Supplementary material
The supplementary material for this article can be found at https://doi.org/10.1017/S1463423624000653.
Data availability statement
The data supporting the findings of this manuscript are available upon request from the corresponding author. All relevant data and materials have been appropriately documented and will be provided promptly to interested researchers for the purpose of verification and further scientific inquiry.

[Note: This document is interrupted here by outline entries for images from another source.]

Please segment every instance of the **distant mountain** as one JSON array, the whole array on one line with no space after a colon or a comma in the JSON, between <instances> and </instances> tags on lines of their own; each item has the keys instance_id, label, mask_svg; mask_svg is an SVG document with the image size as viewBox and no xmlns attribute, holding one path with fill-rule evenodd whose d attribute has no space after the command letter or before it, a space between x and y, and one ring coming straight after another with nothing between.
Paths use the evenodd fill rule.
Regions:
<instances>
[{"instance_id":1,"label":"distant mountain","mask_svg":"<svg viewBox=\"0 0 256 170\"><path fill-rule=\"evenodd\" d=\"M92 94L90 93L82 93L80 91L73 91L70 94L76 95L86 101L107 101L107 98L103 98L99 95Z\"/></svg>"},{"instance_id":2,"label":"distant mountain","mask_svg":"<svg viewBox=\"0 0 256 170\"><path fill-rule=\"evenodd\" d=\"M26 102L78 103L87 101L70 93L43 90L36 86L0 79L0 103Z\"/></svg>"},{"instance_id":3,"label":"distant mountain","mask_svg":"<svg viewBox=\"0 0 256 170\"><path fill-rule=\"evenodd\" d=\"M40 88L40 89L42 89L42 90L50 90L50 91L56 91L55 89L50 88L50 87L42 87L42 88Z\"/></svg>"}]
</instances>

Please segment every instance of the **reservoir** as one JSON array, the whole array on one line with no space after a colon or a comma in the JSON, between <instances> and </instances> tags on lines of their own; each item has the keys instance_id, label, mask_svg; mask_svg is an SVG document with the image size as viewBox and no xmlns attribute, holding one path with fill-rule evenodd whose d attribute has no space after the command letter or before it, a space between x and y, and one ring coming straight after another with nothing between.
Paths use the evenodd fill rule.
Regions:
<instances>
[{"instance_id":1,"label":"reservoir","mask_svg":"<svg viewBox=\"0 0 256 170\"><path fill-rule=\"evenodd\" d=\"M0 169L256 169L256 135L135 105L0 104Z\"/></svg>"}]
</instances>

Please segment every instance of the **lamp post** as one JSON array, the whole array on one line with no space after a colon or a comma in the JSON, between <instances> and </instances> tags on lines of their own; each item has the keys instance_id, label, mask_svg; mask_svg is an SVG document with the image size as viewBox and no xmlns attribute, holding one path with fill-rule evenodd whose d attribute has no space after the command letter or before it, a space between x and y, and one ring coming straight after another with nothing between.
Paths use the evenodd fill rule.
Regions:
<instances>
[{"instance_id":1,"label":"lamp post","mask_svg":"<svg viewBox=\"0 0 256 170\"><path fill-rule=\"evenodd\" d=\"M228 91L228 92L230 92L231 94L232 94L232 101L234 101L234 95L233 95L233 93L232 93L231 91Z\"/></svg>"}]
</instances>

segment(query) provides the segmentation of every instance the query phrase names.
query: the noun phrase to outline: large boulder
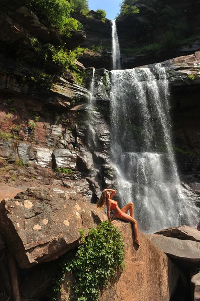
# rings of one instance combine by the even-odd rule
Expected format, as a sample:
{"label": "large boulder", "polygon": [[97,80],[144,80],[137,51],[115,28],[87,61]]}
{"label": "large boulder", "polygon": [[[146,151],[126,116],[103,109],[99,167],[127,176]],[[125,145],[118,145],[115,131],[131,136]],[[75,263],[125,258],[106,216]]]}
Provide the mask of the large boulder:
{"label": "large boulder", "polygon": [[79,232],[106,219],[94,204],[70,194],[28,189],[0,204],[0,232],[22,268],[57,258],[79,243]]}
{"label": "large boulder", "polygon": [[197,229],[188,226],[179,226],[174,228],[169,228],[156,232],[168,237],[175,237],[178,239],[189,239],[200,242],[200,231]]}
{"label": "large boulder", "polygon": [[[187,227],[187,229],[189,227]],[[174,235],[176,231],[177,228],[174,231]],[[198,230],[196,230],[196,231],[198,232]],[[171,232],[172,232],[173,231],[171,230]],[[188,232],[191,234],[193,232],[192,229],[189,229]],[[167,231],[166,233],[167,233]],[[163,233],[164,233],[164,231],[162,232]],[[183,233],[182,235],[186,235],[185,233]],[[200,242],[194,241],[193,237],[192,237],[192,240],[190,240],[189,238],[185,239],[185,236],[184,236],[184,239],[180,239],[181,237],[180,232],[178,232],[177,238],[157,234],[147,234],[146,236],[177,263],[183,264],[184,266],[186,268],[200,266]]]}
{"label": "large boulder", "polygon": [[190,281],[192,301],[200,300],[200,271],[192,275]]}
{"label": "large boulder", "polygon": [[[103,290],[100,301],[168,301],[179,275],[178,268],[140,231],[138,248],[133,243],[130,223],[117,221],[114,225],[123,234],[126,267],[117,282]],[[71,280],[66,274],[66,285],[64,282],[61,292],[63,301],[68,299],[69,291],[65,287],[69,286]]]}

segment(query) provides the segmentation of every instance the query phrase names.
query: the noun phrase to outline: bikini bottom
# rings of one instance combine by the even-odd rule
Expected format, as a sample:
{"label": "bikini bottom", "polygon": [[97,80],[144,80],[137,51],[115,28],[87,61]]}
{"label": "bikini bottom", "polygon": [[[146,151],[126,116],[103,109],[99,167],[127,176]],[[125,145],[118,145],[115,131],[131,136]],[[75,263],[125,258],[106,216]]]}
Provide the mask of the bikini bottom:
{"label": "bikini bottom", "polygon": [[117,218],[121,218],[122,212],[121,211],[119,213],[115,213],[115,216]]}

We are committed to transparency and fostering collaborative research efforts by facilitating access to our dataset.
Funding statement
This research received no grant from any funding agency in the public, commercial, or not-for-profit sectors.
Competing interests
The authors have stated explicitly that there are no conflicts of interest in connection with this article.
Ethics approval statement
This study was approved by the Ethics Committee of the Brandenburg State Medical Association (2021-2126-BO-ff) on August 10, 2021.
Patient consent statement
Prior to their participation in the questionnaire study, all adult patients (aged 35 years or older) provided written consent, confirmed by their respective primary care physicians. Each patient voluntarily expressed their willingness to join the study after receiving comprehensive information regarding its objectives, procedures, and potential implications. The consent statements affirm the patients’ understanding of the voluntary nature of participation, their right to withdraw, and the assurance of data confidentiality. The research team obtained these consents to ensure ethical standards and compliance with research guidelines.
Clinical trial registration
German Registry of Clinical Studies (DRKS registration number: 00027862).